カリダさんは大きく肩を落とし、じっとわたくしを見つめました。


「そういう所、あなた達の悪い所だわ」


「えっ……?」


『何をおっしゃりたい…、のでしょうか……?』


皆目見当がつきません。


きっと、それが顔に出てしまったのでしょう。


「確かにあなた達は互いに分かり合っているわ。それは、とても素晴らしい事だわ。でもね……」


カリダさんは苦笑いを浮かべ、すっとわたくしの胸を指差しました。


「たまには思いを形にしないとダメよ」


「それは…、どういう事ですか……」


「キラ、やきもち焼いてるのよ」


「えっ!?」


思いがけないカリダさんの言葉に、上ずった声を上げてしまいました。


「キラが!? やきもち??」


「そうよ」


カリダさんは何故か楽しげなに答えました。


「きっと楽しそうに話しているように見えたのよ。
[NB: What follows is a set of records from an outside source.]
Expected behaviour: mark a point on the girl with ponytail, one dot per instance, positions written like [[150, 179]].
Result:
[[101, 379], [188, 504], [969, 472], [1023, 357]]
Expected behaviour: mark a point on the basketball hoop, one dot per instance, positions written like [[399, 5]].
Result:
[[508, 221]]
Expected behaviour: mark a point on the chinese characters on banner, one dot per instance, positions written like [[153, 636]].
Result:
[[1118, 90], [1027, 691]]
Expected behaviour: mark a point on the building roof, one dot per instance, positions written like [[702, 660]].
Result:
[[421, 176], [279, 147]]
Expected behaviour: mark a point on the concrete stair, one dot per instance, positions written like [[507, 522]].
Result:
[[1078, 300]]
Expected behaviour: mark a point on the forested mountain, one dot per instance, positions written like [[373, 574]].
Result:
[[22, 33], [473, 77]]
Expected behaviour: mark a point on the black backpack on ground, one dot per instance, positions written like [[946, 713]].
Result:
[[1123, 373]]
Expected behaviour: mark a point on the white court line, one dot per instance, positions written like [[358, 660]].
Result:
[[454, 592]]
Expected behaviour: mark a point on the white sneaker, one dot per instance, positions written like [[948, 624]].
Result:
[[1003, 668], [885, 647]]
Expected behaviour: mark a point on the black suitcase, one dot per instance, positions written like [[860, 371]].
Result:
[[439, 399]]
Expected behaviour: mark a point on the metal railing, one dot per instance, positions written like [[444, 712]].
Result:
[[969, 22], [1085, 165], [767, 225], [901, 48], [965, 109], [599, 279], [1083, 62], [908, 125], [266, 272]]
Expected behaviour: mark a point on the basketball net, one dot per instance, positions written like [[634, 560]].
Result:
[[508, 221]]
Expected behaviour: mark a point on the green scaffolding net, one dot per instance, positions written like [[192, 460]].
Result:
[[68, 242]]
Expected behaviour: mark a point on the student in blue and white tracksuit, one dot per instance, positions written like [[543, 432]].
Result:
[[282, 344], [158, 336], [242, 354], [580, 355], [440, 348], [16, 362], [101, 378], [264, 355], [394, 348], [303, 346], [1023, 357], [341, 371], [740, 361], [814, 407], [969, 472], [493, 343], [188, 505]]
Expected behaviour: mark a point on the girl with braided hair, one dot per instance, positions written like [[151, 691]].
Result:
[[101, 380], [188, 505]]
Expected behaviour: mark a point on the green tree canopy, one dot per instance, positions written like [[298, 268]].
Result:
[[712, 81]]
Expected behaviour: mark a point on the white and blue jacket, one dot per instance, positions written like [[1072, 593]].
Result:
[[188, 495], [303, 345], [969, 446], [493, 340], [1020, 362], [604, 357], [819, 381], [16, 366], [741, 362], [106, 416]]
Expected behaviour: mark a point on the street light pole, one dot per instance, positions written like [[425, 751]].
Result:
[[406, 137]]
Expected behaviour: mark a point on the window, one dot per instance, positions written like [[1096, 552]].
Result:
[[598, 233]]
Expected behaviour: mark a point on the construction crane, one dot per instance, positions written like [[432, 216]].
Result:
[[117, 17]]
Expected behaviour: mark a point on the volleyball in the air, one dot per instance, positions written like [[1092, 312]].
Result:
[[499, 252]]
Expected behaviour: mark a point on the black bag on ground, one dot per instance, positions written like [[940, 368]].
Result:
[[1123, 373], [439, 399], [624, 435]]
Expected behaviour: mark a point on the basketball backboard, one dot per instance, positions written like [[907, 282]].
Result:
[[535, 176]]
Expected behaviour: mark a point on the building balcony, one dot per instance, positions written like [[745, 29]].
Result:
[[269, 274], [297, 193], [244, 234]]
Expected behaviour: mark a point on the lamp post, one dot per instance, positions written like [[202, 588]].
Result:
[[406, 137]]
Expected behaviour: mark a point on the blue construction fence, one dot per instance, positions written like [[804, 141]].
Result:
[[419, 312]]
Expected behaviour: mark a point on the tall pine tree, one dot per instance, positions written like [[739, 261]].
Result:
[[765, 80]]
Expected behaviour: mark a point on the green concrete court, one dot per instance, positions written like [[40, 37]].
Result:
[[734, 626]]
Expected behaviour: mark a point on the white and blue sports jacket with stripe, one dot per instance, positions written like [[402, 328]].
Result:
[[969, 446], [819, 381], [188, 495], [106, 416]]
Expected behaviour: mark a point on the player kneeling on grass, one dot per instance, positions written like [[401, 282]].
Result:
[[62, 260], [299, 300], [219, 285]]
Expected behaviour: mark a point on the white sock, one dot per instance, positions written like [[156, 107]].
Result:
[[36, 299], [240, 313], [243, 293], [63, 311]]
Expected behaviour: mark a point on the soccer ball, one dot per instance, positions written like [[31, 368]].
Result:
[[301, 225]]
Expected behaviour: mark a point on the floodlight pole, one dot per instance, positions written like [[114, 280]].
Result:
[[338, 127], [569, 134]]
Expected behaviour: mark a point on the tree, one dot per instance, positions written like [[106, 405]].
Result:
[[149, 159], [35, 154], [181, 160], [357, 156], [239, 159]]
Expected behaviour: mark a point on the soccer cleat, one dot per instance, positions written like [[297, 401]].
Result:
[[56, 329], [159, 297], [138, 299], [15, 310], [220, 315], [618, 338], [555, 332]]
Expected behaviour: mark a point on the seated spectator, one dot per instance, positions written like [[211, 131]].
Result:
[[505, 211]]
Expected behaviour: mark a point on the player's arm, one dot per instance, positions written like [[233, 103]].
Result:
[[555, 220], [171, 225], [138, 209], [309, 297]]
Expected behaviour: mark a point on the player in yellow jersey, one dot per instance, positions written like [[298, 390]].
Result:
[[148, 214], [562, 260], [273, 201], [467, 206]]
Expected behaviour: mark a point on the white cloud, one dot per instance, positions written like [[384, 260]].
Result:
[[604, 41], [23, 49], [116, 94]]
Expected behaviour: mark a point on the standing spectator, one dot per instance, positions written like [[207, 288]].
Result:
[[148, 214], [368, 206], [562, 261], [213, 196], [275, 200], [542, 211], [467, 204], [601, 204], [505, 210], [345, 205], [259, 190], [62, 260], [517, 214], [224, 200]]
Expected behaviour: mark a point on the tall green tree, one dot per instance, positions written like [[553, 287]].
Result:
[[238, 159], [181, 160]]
しかも、相手がアスラン君だからなおさらだったのよ」


「で、ですが…、相手はアスラン……」


「まだ自分に自信が持ててないのよ、あの子は……」


カリダさんは穏やかな眼差しをキラの部屋がある方向に向けました。


「だからキラがやきもち焼いている事実、私は嬉しいわ。あの子が、あんなに感情的になるの見た事なかったから……」


「カリダさん……」


「まあ、それでもね……♪」


不意にカリダさんの表情が大きく変わりました。


ですが、わたくしの様に怒気が出た顔ではなく……


語弊がありますが、とても不気味に微笑んでいます……


「ちょっと、お灸を据えないといけないようね」


ゾクッと、悪寒が走りました。


ですが自重の言葉も進言も出来ません……


カリダさんの重圧感(プレッシャー)の凄まじさに……


「ちょっと待っててね。すぐに引きずり出してくるから♪」


「あっ…、カリダさ……」


「いいのいいの。あの子の場合、ガツンと言ってやらないと分からないから♪」


カリダさんはそう仰ると、キラの部屋へと向かいました。


その足取りは、明らかに楽しんでいる様でした……


『凄い人…、ですわ……』


心から思いました。


あの人だからこそ、キラが純真に育ったのですね。


あんな素晴らしいお母様は、いません。


『ですが……』


それでも、やっぱり思ってしまいます。


『カリダさんには、とても勝てそうにありませんわ……』














数分後……


キラの部屋からカリダさんの怒鳴り声が聞こえ、


キラはカリダさんに引きずられ、わたくしの前に立たせました。


そして……








「ごめんなさい……」








っと、今にも泣きそうな顔でわたくしに謝りました♪




















《あとがき》
22222HIT達成者「ひー」様のリクエスト小説です。
ちなみにお題目は、
【指定カップリング:キララク(できれば黒キラ希望)】

指定カップリングは至極当然なので何の抵抗もなかったです。《キララク中心ですからね》
ですが黒キラ、というので非常に悩みました……(汗)
と言うのは管理人の脳みそでは……、『黒キラ=攻キラ=R18し…(げほんごほん)』

何とか黒キラにしてみたのですが、最後はカリダお母さんが……
いや〜、母は強し! ですな〜〜(ごまかすでない)
リクエスト内容とはちょっとズレが生じてしまいましたが、いかがだったでしょうか?
《問答無用でツッコんでやってください》
まだまだ勉強不足ではありますが、以後もよろしくお願いします。